Can we totally withdraw, yep, absolutely, but we don’t. And that says it all, really.
Lu: Like many of your characters, Guy is emotionally raw and vulnerable. You mentioned in your interview with CBR that you take an interest in this sort of character in part because society constantly tells men to repress their emotions and put up a show of strength. What’s your view on the state of men’s mental health right now? What can we do to help improve the dialogue and change the message that is imposed on western men?
Lindsay: As a man, I see the huge problems with men’s mental health and it makes me worry. I worry for my mates, i worry for my brothers, I worry for myself, and I worry for my son. I worry because men’s mental health is so often ignored. Men are strong, we suck it up, we forge ahead, we don’t bleed, and if we do we jam a gun cartridge’s load of gun powder on the wound and cauterise it. We don’t sit around and talk about our feelings, we talk about sports. We don’t admit weakness because it’ll be used against us by someone else.
And it’s all just horse shit.
I want to see men’s health addressed because it’s a killer. I want to see The Hurt Locker and Iron Man 3 taking these chances. I want men to know it’s alright to feel, and share, and get down. Moving forward, I think the more we put this out there, the more it becomes part of the conversation and we can all just be open about it.
On my site, I’ve actually started a list of resources and links that people feeling depressed or suicidal can access, and if someone needing it stumbles across it, I hope it helps them [LINK].
In regards to being a ‘helpful document’, well, Negative Space is hoping to be one but it’s also aiming at being one hell of a narrative ride. Just like you can learn a lot from something like Fight Club, our theme is present and strong but we aren’t didactic. We still wanna scare you silly and make your heart sink deep in your torso cavity as you join us on this wild ride.

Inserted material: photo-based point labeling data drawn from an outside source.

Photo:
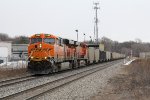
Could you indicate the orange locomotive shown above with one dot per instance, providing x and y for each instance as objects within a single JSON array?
[{"x": 48, "y": 53}]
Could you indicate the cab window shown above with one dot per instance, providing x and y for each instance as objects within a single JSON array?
[
  {"x": 36, "y": 40},
  {"x": 49, "y": 40}
]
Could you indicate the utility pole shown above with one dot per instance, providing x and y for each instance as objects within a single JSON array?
[
  {"x": 96, "y": 21},
  {"x": 84, "y": 36},
  {"x": 77, "y": 34}
]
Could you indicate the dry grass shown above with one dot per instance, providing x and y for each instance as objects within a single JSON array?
[
  {"x": 8, "y": 73},
  {"x": 133, "y": 83},
  {"x": 140, "y": 70}
]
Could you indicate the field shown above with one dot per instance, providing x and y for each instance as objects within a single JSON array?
[{"x": 132, "y": 83}]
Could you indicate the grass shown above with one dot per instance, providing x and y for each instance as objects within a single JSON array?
[{"x": 140, "y": 70}]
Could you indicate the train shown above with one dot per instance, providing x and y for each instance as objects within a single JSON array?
[{"x": 48, "y": 53}]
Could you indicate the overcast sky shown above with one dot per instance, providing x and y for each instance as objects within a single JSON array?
[{"x": 120, "y": 20}]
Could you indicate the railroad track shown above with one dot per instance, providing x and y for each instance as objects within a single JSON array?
[
  {"x": 15, "y": 80},
  {"x": 38, "y": 91}
]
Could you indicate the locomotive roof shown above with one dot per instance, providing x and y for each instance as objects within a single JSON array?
[{"x": 42, "y": 35}]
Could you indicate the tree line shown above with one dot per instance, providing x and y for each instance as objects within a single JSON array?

Lu: Thank you for writing that article, and for sharing your deeply personal story, Ryan. As someone with many friends who suffer from anxiety and depression, and having suffered through hard times myself, it means a lot to know that there are creators such as yourself addressing issues that often go unheard of. Depression is a hard disease to recognize in oneself or another because it’s something you can’t see. From your experiences, what’s the best way to help a friend or a loved one with depression?
Lindsay: Trust and open conversation. If you are suffering, find someone you trust. And if you know someone suffering, be someone trustworthy. Once that relationship is established, and it is the bedrock of everything moving forward, then barriers need to fall and everyone has to feel safe to let everything out. From there, well, it’s a hard, long, and unique road so I won’t pretend to prescribe too firmly. Though I will also say, find time to relax, time to laugh at yourself. Writing your feelings can be a great thing. But most importantly, and this is crucial, know you are not alone. We are here to help you, and there are always [always] options. Believe.